Ocorreu-me esse argumento durante o debate, mas sinceramente não me parece o mais indicado, e penso que Lacão saiu-se bem perante a verborreia do Dr. Bacelar.
Mas o elan dos conservadores homofóbicos não advem essencialmente de apostarem em que, por referendo, se manifeste maioritariamente a ancestralidade cultural e popular impregnada de preconceitos para com as minorias? Ou seja, uma aliança entre homofobias, a interiorizada e a disfarçada, abençoada pela Santa Madre Igreja?
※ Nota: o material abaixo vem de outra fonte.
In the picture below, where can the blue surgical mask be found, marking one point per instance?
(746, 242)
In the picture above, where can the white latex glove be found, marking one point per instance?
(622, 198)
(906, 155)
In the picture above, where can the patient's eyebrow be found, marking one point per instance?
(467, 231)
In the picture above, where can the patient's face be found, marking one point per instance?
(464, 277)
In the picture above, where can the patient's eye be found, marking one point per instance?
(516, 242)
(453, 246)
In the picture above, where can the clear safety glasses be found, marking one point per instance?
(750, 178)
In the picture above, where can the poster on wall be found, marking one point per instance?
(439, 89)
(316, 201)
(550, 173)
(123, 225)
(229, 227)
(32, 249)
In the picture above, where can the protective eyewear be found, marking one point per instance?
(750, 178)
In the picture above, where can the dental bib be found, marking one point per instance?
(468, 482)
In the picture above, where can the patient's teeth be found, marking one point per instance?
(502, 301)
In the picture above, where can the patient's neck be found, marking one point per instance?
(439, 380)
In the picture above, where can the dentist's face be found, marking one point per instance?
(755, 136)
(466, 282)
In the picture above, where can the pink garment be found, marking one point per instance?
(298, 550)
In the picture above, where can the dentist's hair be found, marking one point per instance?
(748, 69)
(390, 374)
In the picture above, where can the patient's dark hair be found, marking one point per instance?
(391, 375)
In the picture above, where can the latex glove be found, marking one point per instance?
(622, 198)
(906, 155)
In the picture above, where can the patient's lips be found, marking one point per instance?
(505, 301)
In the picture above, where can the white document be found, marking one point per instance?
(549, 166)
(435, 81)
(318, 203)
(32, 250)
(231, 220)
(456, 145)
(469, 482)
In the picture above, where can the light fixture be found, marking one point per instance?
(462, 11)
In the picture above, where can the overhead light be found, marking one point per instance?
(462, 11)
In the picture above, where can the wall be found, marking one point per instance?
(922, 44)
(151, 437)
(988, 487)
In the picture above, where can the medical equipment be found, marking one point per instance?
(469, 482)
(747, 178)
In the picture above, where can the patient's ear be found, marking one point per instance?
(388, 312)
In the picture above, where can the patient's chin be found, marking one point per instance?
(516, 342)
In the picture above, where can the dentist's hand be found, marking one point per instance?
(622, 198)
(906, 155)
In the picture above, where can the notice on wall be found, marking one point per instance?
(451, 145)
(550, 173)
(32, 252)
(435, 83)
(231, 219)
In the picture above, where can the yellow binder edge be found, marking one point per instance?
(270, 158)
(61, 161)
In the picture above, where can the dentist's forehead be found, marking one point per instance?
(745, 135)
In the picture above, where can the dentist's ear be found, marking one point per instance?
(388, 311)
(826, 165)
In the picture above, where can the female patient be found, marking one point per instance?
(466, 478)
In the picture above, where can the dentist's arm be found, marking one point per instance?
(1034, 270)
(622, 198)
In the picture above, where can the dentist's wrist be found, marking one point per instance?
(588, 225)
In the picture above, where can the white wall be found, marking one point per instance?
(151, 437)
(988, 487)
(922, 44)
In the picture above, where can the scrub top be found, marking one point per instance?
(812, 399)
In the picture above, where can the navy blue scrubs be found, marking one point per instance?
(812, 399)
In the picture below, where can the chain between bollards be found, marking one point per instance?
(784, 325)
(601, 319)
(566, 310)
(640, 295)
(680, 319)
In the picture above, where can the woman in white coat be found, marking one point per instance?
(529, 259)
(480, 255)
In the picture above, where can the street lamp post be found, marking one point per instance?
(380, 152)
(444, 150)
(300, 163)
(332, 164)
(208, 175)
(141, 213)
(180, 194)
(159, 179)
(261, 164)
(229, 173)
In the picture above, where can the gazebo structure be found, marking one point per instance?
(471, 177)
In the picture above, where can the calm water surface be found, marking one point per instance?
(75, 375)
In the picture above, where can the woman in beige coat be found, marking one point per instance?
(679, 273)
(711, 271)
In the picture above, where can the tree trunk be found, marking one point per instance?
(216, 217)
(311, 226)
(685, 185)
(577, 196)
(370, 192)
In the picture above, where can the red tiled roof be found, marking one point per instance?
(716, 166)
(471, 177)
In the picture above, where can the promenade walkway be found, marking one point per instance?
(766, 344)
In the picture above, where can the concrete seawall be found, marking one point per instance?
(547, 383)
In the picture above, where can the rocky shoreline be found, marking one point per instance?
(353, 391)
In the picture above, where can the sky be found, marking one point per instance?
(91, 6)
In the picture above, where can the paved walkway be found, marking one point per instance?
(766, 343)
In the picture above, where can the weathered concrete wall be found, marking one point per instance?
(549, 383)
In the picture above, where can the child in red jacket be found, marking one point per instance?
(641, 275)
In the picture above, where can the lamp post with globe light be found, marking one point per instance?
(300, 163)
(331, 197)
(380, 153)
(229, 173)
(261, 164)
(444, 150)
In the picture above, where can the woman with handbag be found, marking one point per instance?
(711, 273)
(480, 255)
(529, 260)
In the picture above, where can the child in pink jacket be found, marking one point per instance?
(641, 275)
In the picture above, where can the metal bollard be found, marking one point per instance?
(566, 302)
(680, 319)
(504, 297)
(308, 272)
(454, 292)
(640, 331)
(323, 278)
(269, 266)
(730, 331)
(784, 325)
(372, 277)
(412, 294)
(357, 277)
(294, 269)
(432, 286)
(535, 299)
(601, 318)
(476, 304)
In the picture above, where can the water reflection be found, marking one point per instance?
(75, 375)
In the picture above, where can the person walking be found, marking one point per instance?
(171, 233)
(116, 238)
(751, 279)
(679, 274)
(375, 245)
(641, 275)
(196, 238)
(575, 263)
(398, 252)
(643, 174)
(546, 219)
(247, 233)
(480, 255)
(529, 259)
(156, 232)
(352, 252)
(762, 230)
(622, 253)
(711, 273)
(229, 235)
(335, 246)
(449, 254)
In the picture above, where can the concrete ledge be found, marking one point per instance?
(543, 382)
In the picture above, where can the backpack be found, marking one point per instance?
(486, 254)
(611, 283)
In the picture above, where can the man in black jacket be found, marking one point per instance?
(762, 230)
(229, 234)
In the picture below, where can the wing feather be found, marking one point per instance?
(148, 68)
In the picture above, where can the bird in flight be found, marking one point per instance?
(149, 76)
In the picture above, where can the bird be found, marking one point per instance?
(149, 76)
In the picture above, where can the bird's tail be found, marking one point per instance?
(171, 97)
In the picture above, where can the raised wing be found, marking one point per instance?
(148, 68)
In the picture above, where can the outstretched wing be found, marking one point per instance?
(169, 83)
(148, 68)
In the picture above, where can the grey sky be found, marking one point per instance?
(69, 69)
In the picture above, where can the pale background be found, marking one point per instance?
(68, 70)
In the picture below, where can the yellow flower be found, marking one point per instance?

Para comparar, experimente-se referendar a aplicação de castigos corporais às crianças mal comportadas. Ou o uso dos crucifixos nas escolas. Ou a legalização de imigrantes. Ou a eventual re-introdução da pena de morte para os crimes mais graves. É que, volta e meia, convem ouvir o Forum TSF. A democracia representativa por escolha democrática serve, sobretudo, para isso: não permitir que vanguardas ilumindas e tiranas governem em nome de todos e que pode ser contra todos; mediar os impulsos das decisões, culturalizando-os politicamente de forma a que não se pautem pelo justicialismo político de rua normalmente aferido na base do reaccionarismo civilizacional e em ajustes de contas de primeiro grau.
O exemplo do referendo de Timor Leste, alinhavado pelo Bacelar, foi estupidamente escolhido enquanto despropósito. Mas ele, e a sua artimanha, podia morrer logo ali, tendo, a meu ver, faltado o golpe de asa ao Lacão. Pois só seria similar ao caso em discussão se defendesse que o referendo fosse circunscrito aos homossexuais, decidindo eles, apenas eles, se queriam ou não a consagração do seu acesso ao casamento. Um absurdo, é claro.